Building the "World's Largest Portal" with XML
tyler at infinet.com
Thu Jun 17 19:06:41 BST 1999
Tim Bray wrote:
> At 10:31 AM 6/17/99 -0400, Elliotte Rusty Harold wrote:
> >At 8:55 AM -0400 6/17/99, Jeff Langdon wrote:
> >>Did anybody else get this annoying solicitation?
> >I got it too. Given the way it was worded, I thought it was a more specific
> >solicitaion from somebody who'd read my book but I guess not. I'll dump it
> Actually, I think it would be OK for recruiters just to post straight
> to xml-dev. I find these things interesting if only as barometers of the
> market temperature, and lord knows we need an occasional break from
> namespace URI theology. Also somebody might get an interesting job. -Tim
Really it depends on the nature of the solicitation I think. General spam postings saying we
have general positions related to "The Internet" serve very little use here. I think early on
in a technology's development, job postings are a good thing because it gets the ball rolling
for all of the early adopters of a technology. Later on when a technology matures and their
is high demand for that particular skillset, then postings like the one from MetaSeatch Inc.

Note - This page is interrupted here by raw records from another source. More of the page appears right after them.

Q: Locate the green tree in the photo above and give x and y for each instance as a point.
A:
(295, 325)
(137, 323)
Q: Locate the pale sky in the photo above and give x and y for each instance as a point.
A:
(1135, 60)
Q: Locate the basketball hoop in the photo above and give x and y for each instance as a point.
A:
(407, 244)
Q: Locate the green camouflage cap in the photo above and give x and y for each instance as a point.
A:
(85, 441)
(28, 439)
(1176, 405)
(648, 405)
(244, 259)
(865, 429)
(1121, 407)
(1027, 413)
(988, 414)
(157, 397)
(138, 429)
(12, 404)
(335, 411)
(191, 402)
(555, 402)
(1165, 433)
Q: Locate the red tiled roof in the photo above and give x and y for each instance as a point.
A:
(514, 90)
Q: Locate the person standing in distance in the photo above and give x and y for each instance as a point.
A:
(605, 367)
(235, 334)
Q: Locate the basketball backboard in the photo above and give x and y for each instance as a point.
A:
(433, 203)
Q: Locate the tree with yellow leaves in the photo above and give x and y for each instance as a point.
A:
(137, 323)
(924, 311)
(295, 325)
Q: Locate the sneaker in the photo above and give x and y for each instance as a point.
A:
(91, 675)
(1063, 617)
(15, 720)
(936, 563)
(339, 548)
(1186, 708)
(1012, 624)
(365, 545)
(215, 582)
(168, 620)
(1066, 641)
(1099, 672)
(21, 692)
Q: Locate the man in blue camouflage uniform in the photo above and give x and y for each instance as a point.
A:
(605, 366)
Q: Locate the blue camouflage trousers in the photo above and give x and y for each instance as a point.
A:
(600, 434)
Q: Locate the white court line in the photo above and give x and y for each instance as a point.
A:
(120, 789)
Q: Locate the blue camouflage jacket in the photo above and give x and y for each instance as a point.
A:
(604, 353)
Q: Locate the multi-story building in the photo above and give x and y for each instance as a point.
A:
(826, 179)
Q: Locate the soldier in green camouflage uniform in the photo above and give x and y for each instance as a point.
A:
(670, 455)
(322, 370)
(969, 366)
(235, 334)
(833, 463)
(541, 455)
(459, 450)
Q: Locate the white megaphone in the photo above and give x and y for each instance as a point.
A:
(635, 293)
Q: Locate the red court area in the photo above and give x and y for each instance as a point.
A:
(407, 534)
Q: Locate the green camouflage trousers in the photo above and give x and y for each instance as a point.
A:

are nothing more than offensive spam that takes advantage of the high number of qualified
developers on this list. There is a line that is sometimes hard to gauge but nevertheless
there is a line. Right now I think that even though XML is far from its potential in terms of
use on the web and in other domains it is inappropriate for recruiters to post to a list like
One idea would be to openly solicit recruiters to post to XML-DEV for a fee to help pay for
the list maintenance expenses. I am not sure how big this list is at the moment, but sending
out all that mail has some cost. For the small price of reading (or at least downloading) a
few advertisements from recruiters a week, the list could help pay for itself.
Personally, I would not mind spam if I got paid everytime I had to read it or even hit the
delete button. Some network marketing programs such as AllAdvantage seem to be experimenting
with this approach so I guess maybe if their business efforts are successful then we would see
less spam on lists like these (and in our mailbox) without being compensated beforehand. In
watching public TV we pay by letting our minds of mush subliminally digest the marketing
messages of commercials, so why not have a public list be paid for by a few sanctioned
commercials a week?
Oh well it is just an idea for the list maintainer (I forget who actually runs the entire show
here), so I hope this does not spawn an entire "What to do about SPAM" thread.